“Veganism is one of the biggest things. The easiest thing I can do. I’m directly in control of what I eat and a large part of my life is spent eating food. I try to check myself on the most basic things with compassion. Starting from the most basic level. I try and get that right for everything and every time I make a choice, I try to make sure I’m making the best decision at that time. That it’s rooted in a good intention, from a positive place”
I’ve been following Abdullah’s “The Glucose Network” for some time now and was initially drawn in by the travel and cycling vlogs, however the more videos I watched, the more value I found in them.
Charismatic and inquisitive in nature, Abdullah exudes a contagious positive energy and has the ability to make you question things you wouldn’t usually give a second thought to. It was for this reason that I got in touch and organized a ‘quick’ Skype call.

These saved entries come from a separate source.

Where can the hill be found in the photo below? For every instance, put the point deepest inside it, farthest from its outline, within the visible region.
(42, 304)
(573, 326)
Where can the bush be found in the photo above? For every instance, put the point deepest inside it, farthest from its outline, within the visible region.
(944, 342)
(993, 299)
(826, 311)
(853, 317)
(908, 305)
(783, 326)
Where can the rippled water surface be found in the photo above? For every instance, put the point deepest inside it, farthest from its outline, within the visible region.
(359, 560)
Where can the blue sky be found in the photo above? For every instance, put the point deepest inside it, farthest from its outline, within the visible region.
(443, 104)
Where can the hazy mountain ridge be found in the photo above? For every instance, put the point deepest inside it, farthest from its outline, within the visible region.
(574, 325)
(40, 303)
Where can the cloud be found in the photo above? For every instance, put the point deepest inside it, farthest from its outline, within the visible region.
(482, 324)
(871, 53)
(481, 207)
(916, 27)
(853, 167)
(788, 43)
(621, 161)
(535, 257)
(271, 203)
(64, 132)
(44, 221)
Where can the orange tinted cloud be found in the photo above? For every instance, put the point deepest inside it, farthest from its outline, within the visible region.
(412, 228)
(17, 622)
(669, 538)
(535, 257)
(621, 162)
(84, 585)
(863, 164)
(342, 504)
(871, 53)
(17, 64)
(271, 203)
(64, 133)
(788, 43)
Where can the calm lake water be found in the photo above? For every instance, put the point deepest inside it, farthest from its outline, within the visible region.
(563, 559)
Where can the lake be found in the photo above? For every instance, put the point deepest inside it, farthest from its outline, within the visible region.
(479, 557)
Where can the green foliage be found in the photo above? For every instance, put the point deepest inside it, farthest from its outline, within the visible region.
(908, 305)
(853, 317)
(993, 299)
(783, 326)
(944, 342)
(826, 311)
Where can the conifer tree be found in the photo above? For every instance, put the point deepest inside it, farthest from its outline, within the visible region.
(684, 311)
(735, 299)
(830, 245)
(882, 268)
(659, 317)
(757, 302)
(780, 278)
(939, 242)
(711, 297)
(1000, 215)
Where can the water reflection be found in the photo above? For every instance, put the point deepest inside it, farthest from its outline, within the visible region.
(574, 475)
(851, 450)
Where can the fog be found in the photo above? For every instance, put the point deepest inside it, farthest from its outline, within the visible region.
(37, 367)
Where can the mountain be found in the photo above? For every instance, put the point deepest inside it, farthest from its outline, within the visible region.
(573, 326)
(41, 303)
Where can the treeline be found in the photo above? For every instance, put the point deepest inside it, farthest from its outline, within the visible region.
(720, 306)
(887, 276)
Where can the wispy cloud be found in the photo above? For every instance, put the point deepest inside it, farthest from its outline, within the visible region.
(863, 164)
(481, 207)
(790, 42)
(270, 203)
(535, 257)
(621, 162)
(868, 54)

Food, Travel and Ethical Values with Abdullah Zeinab
“I used to eat rotisserie chicken every night” he begins. I had asked him about the connections he’d made which eventually transgressed into veganism (I’ll paraphrase throughout).
“I was living by myself, too lazy to clean the pans so I would go to Coles at like 5pm and pick up a rotisserie chicken for like $10”
He recalls how his friend at the time had remarked negatively about his eating habits and went on to say “it was weird! It was weird how I would take the breast of a dead chicken, eat a tiny bit and then throw the rest away..” “.. I’d go into the supermarket and see that the price was down by $3 and think ‘oh wow, the value of a chicken’s life has gone down to like $5 now, they’ve reduced it'”.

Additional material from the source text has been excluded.